Recurrent Transformer Networks (RTNs)

Seungryong Kim¹

Stephen Lin²

Sangryul Jeon³

Dongbo Min⁴

Kwanghoon Sohn³

Korea University¹, MSRA², Yonsei University³, Ewha Womans University⁴

[NeurIPS'18 paper]

[NeurIPS'18 slide]

[Code]

Intuition of RTNs: (a) methods for geometric invariance in the feature extraction step, e.g., STN-based methods [5, 19], (b) methods for geometric invariance in the regularization step, e.g., geometric matching-based methods [30, 31], and (c) RTNs, which weave the advantages of both existing STN-based methods and geometric matching techniques, by recursively estimating geometric transformation residuals using geometry-aligned feature activations.

We present recurrent transformer networks (RTNs) for obtaining dense correspondences between semantically similar images.
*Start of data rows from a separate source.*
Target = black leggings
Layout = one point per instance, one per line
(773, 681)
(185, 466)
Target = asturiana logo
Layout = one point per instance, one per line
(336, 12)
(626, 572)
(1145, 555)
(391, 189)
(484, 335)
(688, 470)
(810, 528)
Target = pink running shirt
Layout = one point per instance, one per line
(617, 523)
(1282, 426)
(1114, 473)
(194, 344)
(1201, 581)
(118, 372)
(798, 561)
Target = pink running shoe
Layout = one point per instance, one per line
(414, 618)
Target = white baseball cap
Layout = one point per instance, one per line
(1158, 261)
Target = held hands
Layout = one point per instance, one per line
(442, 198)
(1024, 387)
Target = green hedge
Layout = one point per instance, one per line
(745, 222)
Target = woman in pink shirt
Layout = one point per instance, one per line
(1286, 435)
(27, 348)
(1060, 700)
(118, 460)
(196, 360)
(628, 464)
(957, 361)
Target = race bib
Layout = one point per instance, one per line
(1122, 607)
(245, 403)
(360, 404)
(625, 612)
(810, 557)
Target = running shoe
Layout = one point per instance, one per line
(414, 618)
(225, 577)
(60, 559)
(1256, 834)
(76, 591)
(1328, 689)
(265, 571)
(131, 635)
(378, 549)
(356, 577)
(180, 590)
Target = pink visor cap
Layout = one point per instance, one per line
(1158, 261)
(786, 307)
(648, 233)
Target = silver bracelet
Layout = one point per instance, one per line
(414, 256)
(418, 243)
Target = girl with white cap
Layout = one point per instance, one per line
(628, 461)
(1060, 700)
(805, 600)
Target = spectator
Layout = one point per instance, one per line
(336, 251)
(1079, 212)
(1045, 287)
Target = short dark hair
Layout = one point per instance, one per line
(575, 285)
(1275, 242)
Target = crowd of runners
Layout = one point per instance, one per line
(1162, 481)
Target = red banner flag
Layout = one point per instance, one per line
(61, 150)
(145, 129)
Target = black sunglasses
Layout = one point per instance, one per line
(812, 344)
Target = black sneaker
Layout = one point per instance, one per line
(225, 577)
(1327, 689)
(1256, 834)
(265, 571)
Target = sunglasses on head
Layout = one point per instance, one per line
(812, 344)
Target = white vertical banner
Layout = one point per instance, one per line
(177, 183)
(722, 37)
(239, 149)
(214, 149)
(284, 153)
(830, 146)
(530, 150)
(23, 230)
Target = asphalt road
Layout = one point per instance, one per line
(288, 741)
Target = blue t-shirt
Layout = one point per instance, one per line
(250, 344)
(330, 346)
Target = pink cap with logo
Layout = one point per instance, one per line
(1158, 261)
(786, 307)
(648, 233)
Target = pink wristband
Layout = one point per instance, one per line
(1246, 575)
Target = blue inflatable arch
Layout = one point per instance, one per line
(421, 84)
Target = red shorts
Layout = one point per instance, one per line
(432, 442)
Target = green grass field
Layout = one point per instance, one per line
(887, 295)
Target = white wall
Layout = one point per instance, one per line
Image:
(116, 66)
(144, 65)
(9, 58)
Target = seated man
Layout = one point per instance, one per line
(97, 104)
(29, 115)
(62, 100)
Our networks accomplish this through an iterative process of estimating spatial transformations between the input images and using these transformations to generate aligned convolutional activations. By directly estimating the transformations between an image pair, rather than employing spatial transformer networks to independently normalize each individual image, we show that greater accuracy can be achieved. This process is conducted in a recursive manner to refine both the transformation estimates and the feature representations. In addition, a technique is presented for weakly-supervised training of RTNs that is based on a proposed classification loss. With RTNs, state-of-the-art performance is attained on several benchmarks for semantic correspondence.

Results

Qualitative results on the PF-PASCAL benchmark [8]: (a) source image, (b) target image, (c) CAT-FCSS w/SF [19], (d) SCNet [9], (e) GMat. w/Inl. [31], and (f) RTNs. The source images are warped to the target images using correspondences.